This is the exercise:
Let $B$ be the region of $\mathbb{R}^3$ $$B = {(x,y,z) | x^2+y^2+z^2 \le 1,\ z^2\geq x^2+y^2}$$ and and be the field $$\mathbf{F}(x,y,z) = (x,y,z)$$
My guess was since we are dealing with a hyperbole (top part) and a sphere, use spherical coordinates for the triple integral, and for the other part of the theorem use spherical for the sphere and cylindric for the upper cone.
the triple integral, I integrate 3, which is the result of the divergence of F with $0\leq \theta\leq2\pi$;$0\leq\phi\leq1\pi/4$ and $0\leq\rho\leq1$ but it didn't work, results are weird and for the other part of the theorem the sum of the double integrals did not give me as the triple integral.

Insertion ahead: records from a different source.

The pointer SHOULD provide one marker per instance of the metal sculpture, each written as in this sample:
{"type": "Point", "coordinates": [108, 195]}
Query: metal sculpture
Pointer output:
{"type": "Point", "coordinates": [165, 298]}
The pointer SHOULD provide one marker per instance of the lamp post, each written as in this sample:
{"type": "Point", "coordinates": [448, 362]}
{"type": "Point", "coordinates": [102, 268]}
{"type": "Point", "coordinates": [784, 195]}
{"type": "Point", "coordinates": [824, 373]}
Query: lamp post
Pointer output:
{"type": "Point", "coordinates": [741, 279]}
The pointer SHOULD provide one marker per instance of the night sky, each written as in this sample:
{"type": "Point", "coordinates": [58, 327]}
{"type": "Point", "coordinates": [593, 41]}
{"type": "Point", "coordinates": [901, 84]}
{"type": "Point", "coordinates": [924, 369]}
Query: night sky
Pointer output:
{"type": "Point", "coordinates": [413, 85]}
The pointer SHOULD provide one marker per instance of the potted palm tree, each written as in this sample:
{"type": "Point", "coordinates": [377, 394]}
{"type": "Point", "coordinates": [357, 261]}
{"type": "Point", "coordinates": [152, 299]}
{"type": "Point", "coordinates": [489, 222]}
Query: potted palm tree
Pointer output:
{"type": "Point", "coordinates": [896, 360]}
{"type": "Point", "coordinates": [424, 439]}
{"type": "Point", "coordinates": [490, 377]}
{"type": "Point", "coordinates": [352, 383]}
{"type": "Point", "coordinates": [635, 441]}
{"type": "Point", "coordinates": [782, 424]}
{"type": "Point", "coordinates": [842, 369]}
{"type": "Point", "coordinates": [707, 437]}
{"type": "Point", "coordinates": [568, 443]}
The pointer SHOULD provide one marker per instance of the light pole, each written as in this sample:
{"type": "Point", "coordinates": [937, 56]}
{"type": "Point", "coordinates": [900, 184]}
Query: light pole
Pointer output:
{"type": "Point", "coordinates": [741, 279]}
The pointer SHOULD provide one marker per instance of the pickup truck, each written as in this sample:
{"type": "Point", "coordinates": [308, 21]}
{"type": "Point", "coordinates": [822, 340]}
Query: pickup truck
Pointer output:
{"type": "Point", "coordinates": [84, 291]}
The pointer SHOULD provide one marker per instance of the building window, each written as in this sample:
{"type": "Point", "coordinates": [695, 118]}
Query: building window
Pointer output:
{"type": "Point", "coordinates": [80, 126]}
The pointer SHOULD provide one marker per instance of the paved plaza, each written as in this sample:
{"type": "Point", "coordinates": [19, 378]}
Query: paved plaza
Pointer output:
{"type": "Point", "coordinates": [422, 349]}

Sorry about my english, is so bad.
The divergence theorem in spherical coordinates gives $$\begin{align} \iiint_D \text{div}(\mathbf{F})dxdydz&=\int_{\theta=0}^{2\pi}\int_{\phi=0}^{\pi/4}\int_{\rho=0}^1 3\rho^2\sin(\phi) d\rho d\phi d\theta\\ &=2\pi\cdot 3[\rho^3/3]_0^1[-\cos(\phi)]_{\phi=0}^{\pi/4}=2\pi\left(1-\frac{1}{\sqrt{2}}\right). \end{align}$$ On the other hand, the flux through the conic surface is zero because $\mathbf{n}$ is orthogonal to $\mathbf{F}$ whereas the flux through the spherical cap is $$\iint_S \mathbf{F}\cdot d\mathbf{S}=|S|=\int_{\theta=0}^{2\pi}\int_{\phi=0}^{\pi/4}\sin(\phi) d\phi d\theta=2\pi\left(1-\frac{1}{\sqrt{2}}\right).$$ because $\mathbf{n}=\mathbf{F}$ (the sphere has radius 1).